II – … ces derniers ne sont pas dépourvus de moyens pour les contrer !

Le droit de la concurrence ouvre évidemment des possibilités intéressantes, puisque le refus d’assurer l’interopérabilité peut être assimilé à une pratique anti-concurrentielle, mais cette voie ne permet pas d’aller rapidement au but ; or l’on sait que, dans ce type de situation, le facteur temps est essentiel. Une autre possibilité est d’agir, dans le cadre d’une procédure judiciaire d’urgence, afin d’obtenir de l’éditeur récalcitrant, si possible sous astreinte, ses spécifications d’interfaces.

A côté de ces moyens judiciaires, il en existe d’autres, plus techniques. Ainsi au travers de ses articles L 122-6-1-III et IV, le Code de la propriété intellectuelle légitime les techniques de l’ingénierie inverse et de la décompilation d’un logiciel, dès lors que la finalité recherchée est bien celle de l’interopérabilité. La mise en oeuvre de ces droits essentiels est régulièrement validée par les juridictions. Récemment encore, un arrêt remarqué de la Cour d’appel de Caen du 18 mars 2015 a permis de refixer les limites entre l’autorisé et l’interdit en cette matière. En l’espèce, les conditions légales requises sont au nombre de trois : (i) que ces actes soient bien le fait d’un utilisateur légitime du logiciel (devant donc disposer d’une licence d’utilisation valide) ou du prestataire qu’il habilitera à cette fin, (ii) que les informations nécessaires à l’interopérabilité n’aient pas déjà été rendues facilement et rapidement accessibles[1] (il convient donc de les avoir préalablement demandées à l’éditeur et de s’être vu opposé un refus explicite, ou implicite, comme par exemple une demande de contrepartie financière excessive), le contrat de licence organisant parfois le modus operandi à cet égard, ce qu’il faut en tout premier lieu vérifier et (iii) que la décompilation ne porte que sur les parties du logiciel nécessaires à l’interopérabilité (critère difficile à apprécier et sur lequel les tribunaux ne se sont, à notre connaissance, jusqu’alors pas encore penchés).
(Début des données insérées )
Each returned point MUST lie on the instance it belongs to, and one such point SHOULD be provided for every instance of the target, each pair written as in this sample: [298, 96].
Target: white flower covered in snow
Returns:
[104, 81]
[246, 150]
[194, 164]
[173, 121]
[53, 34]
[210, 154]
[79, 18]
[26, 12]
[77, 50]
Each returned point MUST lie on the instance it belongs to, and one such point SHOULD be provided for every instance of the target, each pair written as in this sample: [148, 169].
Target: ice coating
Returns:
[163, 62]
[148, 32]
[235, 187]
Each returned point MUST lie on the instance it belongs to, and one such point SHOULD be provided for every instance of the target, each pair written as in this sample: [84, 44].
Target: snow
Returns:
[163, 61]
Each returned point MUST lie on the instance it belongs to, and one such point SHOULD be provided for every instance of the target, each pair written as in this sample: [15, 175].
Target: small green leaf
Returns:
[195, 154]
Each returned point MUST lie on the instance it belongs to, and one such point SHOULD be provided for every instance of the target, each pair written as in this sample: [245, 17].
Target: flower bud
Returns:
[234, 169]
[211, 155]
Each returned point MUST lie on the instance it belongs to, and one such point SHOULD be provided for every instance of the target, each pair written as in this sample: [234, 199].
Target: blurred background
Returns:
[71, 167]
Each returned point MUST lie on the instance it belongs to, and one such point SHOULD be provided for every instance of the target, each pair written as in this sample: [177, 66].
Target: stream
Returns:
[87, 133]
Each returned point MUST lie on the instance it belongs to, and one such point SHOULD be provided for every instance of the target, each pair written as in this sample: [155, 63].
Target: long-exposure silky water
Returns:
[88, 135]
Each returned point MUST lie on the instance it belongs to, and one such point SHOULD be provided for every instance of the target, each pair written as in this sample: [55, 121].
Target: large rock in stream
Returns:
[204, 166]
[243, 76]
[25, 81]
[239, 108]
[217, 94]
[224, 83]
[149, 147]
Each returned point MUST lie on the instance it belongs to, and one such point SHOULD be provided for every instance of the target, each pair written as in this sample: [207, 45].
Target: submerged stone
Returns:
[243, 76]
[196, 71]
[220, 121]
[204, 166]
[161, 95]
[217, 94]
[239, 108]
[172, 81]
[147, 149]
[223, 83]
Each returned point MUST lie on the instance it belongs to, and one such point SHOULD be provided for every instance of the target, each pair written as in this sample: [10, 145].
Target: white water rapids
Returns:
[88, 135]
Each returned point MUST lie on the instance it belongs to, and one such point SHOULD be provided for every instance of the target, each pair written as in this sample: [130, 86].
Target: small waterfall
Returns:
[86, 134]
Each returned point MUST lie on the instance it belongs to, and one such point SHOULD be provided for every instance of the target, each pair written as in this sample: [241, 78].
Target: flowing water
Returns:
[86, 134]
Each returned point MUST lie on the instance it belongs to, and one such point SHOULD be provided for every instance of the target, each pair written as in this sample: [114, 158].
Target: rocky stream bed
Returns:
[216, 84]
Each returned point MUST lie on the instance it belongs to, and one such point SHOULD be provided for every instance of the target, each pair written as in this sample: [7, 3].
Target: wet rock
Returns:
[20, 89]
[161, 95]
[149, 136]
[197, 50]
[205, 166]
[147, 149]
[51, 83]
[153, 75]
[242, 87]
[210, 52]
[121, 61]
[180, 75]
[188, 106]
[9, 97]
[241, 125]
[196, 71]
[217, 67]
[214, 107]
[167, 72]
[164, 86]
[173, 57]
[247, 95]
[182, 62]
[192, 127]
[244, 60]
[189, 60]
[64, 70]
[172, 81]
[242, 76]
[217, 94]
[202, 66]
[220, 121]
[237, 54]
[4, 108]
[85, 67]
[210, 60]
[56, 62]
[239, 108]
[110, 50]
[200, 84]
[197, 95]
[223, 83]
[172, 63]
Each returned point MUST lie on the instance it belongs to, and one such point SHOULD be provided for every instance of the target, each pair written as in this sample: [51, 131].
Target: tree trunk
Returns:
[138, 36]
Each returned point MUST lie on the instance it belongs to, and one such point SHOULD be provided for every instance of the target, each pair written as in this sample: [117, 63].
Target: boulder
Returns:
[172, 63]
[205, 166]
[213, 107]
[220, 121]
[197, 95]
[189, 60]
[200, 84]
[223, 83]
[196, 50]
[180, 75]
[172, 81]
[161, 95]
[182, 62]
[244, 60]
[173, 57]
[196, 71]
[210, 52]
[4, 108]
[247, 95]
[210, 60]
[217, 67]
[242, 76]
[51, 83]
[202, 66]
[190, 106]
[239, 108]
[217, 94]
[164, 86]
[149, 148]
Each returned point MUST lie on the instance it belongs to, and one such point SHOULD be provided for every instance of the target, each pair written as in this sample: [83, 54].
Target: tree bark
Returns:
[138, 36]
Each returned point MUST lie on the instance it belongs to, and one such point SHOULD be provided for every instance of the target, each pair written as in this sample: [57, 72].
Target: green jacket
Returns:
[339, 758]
Une fois ces conditions réunies, la décompilation est juridiquement possible. Encore faut-il pour cela disposer des codes sources à décompiler, ce qui n’est pas une mince affaire. C’est sans doute la raison pour laquelle ces droits ne sont que rarement mis en oeuvre. La meilleure solution, face à ce type de difficulté, reste d’exiger judiciairement la communication forcée des spécifications d’interface devant le tribunal compétent, en invoquant le droit absolu à l’interopérabilité.